2
votes

We recently discussed NOPs in our circuits class when talking about single cycle and pipeline processors. If we have the following code:

add $t1, $t2, $t3
sub $t4, $t1, $t0

There is a data hazard because of the $t1. In a pipeline processor, with out a data hazard detection unit, before the updated value of $t1 is written back into the register, the sub instruction uses the old value - thus a data hazard. If we add 2 NOPS then we can solve this issue or, if there is a data hazard detection unit, we can forward the result fo $t1 after the execution phase.

However what if we have a branch instruction? For example:

add $t1, $t2, $t3
beq $t0, $t1, Label

Do we also add 2 NOPS here, if we can't use forwarding?

2
Real MIPS I / R2000 evaluates branch conditions in the first half of the EX stage, so yes forwarding to branches is the same as to any ALU instruction. On a hypothetical MIPS without forwarding, who knows? Other possibilities include evaluating branch conditions in the ID stage (like I used to think real MIPS did) How does MIPS I forward from EX to ID for branches without stalling? has the full details on what MIPS actually does.Peter Cordes

2 Answers

2
votes

In the standard pipelined MIPS processor without branch prediction, the equality test of the beq is performed in the ALU, i.e. in the EX stage — which means that it is subject to the same ALU -> ALU hazard and the same bypass would mitigate that hazard.

(This speaks nothing to stalls for pipeline refill that might happen after the branch instruction, from taken or mispredicted branches, but just to the delay for the data dependency you're showing.)

In the case of a theoretical processor that was pipelined but did not have hazard protection (of bypass or delays), the same 2 nops would be required as for your first scenario.

1
votes

It is very difficult to definitely answer without extra details on the architecture. And there so many version of the mips architecture hanging around.

But first have a look at your claims

add $t1, $t2, $t3
sub $t4, $t1, $t0

There is a data hazard because of the $t1...

Right

If we add 2 NOPS then we can solve this issue

Not really. Without any data forwarding mean, with one NOP, new $t1 will be in the MM/WR pipeline regs, and with a second NOP, it will be written back to the register bank. But not to the DI/EX pipeline reg. So to get a proper behavior with only two NOPS, you need either a mean to forward data written back to the register bank to the DI/EX regs, or use tricks like writing on the falling edge of the clock for the register bank and reading it during the second part of the cycle.

We will assume that your assumption is true and that there is some kind of forwarding between the input and output of the register bank.

Concerning the branch instructions, there are several ways to implement them.

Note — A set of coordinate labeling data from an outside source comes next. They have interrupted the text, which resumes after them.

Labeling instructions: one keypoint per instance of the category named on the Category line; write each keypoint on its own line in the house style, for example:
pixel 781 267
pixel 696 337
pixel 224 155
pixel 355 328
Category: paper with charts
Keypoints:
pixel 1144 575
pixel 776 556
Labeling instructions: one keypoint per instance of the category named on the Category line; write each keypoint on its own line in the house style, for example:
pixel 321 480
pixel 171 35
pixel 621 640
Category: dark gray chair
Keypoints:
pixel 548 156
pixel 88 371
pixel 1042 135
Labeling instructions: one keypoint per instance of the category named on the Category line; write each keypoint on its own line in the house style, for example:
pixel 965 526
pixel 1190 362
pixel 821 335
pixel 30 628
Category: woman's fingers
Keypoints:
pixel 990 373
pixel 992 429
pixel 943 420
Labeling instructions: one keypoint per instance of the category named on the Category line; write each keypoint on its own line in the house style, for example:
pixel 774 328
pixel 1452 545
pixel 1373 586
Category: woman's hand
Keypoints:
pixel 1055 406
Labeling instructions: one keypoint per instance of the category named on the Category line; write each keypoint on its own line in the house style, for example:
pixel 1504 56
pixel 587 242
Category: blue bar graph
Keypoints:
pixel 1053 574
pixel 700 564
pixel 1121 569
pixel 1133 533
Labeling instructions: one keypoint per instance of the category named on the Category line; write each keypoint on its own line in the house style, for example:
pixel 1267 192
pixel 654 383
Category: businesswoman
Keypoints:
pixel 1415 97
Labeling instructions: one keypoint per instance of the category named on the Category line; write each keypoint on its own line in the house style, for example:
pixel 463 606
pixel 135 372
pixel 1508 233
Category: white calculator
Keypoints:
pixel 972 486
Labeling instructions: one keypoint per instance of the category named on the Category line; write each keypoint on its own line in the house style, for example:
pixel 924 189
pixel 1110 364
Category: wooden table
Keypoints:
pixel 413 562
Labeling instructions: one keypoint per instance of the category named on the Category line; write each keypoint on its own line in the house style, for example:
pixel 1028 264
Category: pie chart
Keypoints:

The most obvious way is to use the EX stage to compute simultaneously the condition ($t0=?$t1) with the ALU and the branch address with an additional adder. But is has a major drawback: while this computation is done the LI stage is fetching a new instruction (and one is already at the decode stage), that leads to a 2 cycles branch penalty.

What was done in the classic mips pipeline is that the branches were processed at the decode stage. An adder computes the branch address with PC+immediate in this stage and a dedicated comparator was added to directly compare the outputs of the register bank (BTW, it is the reason why you can only have comparisons eq/neq for branch instructions, in order to simplify this comparator, while the ALU comparator can do other kinds of comparison). This way, the branch penalty is only one cycle.

If we assume that this is your actual architecture, and that we have no forwarding means, except for the register bank, then one NOP is sufficient. After one NOP, the new value of $t1 is in the MEM/WR pipeline regs. And at next cycle, it will be written back to the register bank during the first half cycle and can be used for the comparison of the branch during the second half cycle.

Of course, if you assume that the branch is processed during the EX stage (and that you have a 2-cycles branch penalty), then a second NOP is required.